The existing poems from 1983 start on November 21st, which should be the earliest origin traceable in my “personal poetic history.” On the whole, the works from 1983 and 1984 are highly lyrical and vivid in imagery, forming the basic foundation of my creativity. In term of themes, they cover nostalgia for hometown and childhood, friendship and love, plateau scenery, campus life, and so on. There are also some pure products of my imagination, such as yearnings for the scenery of the Jiangnan region (which I had never visited) and marine life (with which I had never had any contact). Images like “sunken ships,” “sea stars,” “fog bells,” “holds,” and “red sails · brown sails” were all expanded into long poems. For example, the image of “cafés” frequently appeared in my poems. In reality, though, I had never been to such a place back then, and I still rarely go now. This image was merely a response to fashion, as cafés always symbolise the encounter and separation of emotions. Poems of the 1980s contained some fixed images – guitars, raincoats, moons, doves, clover, and a girl reading sonnets – which basically pointed to the romantic distant place of “life elsewhere.” It was the influence of Yesenin, the “Nine Leaves School” poets, and the Misty Poets that shifted my writing from the bright, high-pitched style (which seemed unrelated to personal experience) to the exploration of personalised life experiences. They changed my perception; the world in my eyes was no longer so simple and bright, but became fragmented, complex, and rich like the view through a compound eye. I began to look at myself and the world from a different perspective.
My encounter with the “Nine Leaves School” poets, to some extent, shaped me. They were more exploratory, and Mu Dan, Zheng Min, and Chen Jingrong were among my favourites. This affection has lasted to this day. In the 1990s, I even visited Zheng Min twice. When I pursued a doctorate in Literary Theory in the new century, I took the “Nine Leaves School” as the research topic for my doctoral dissertation, sorting out its influential relationship with Western modernism. My love for the “Nine Leaves School” is also inseparable from an important factor: several of them were outstanding translators. In particular, Mu Dan’s translated poems provided us with rare nourishment during my university years, and Zheng Min, Yuan Kejia, Chen Jingrong, etc., were also accomplished translators.

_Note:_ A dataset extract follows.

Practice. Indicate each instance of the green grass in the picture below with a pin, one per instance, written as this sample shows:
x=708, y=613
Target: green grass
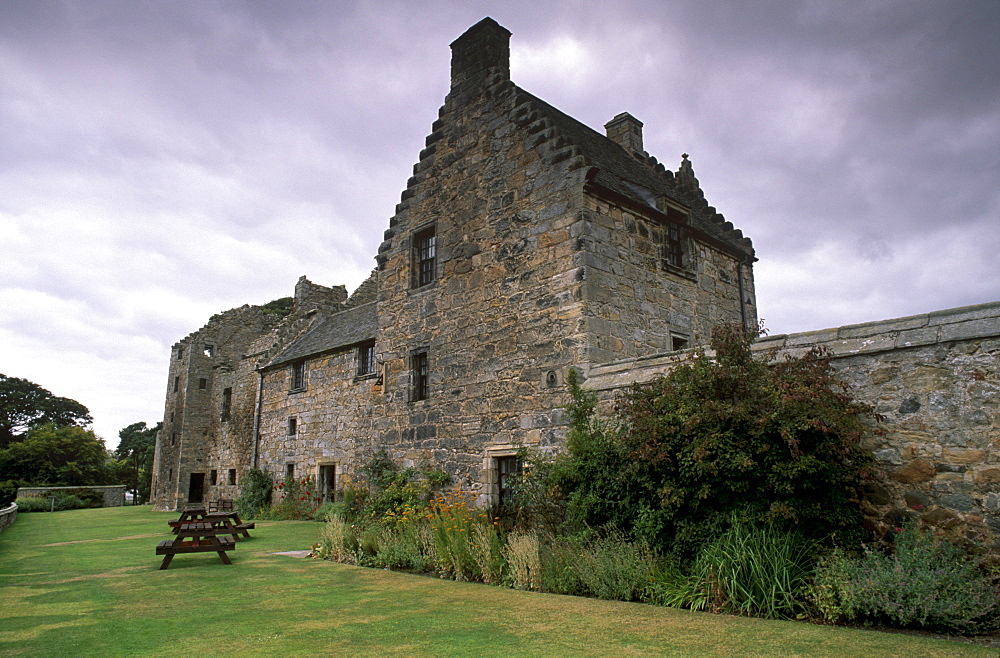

Speaking of poetry translation, my first attempt was in a college English class. I was very curious about what foreigners were writing, so I translated a few poems by Black poets (I can’t remember the authors now). My beautiful female teacher discovered this and praised me, planting the seed of my love for translating poetry. Another factor was meeting Zhang Yunhai, a young teacher from the Northwest University of Political Science and Law at that time. He was only one year older than me and had just graduated from Shandong University and been assigned to Xi’an. Tong Xiaofeng and I often went to his staff dormitory to hang out. Once, I saw an English poetry collection spread out on his desk – a pamphlet by Robert Frost. At that time, English poetry collections were rarely seen, so I was very surprised and envious to see someone reading an entire original version. This also inspired my enthusiasm for foreign languages. In my October 1985 sequence “Legends: Portraits for Friends,” I wrote about Yunhai like this:
Standing up from the bamboo chair
you bumped shoulders with each of us
so many words left unsaid
the night faded along our long hair into morning
From Zhuangzi to Frost
it was always quiet
autumn was close to the window
and you sat by the window
Years later, Yunhai and I finally collaborated to translate and publish Kipling’s The Return of the Native, Hawthorne’s A Wonder-Book, and Gissing’s The Private Papers of Henry Ryecroft. Yunhai’s translation style is concise and lively, and our cooperation can be said to have fulfilled a wish.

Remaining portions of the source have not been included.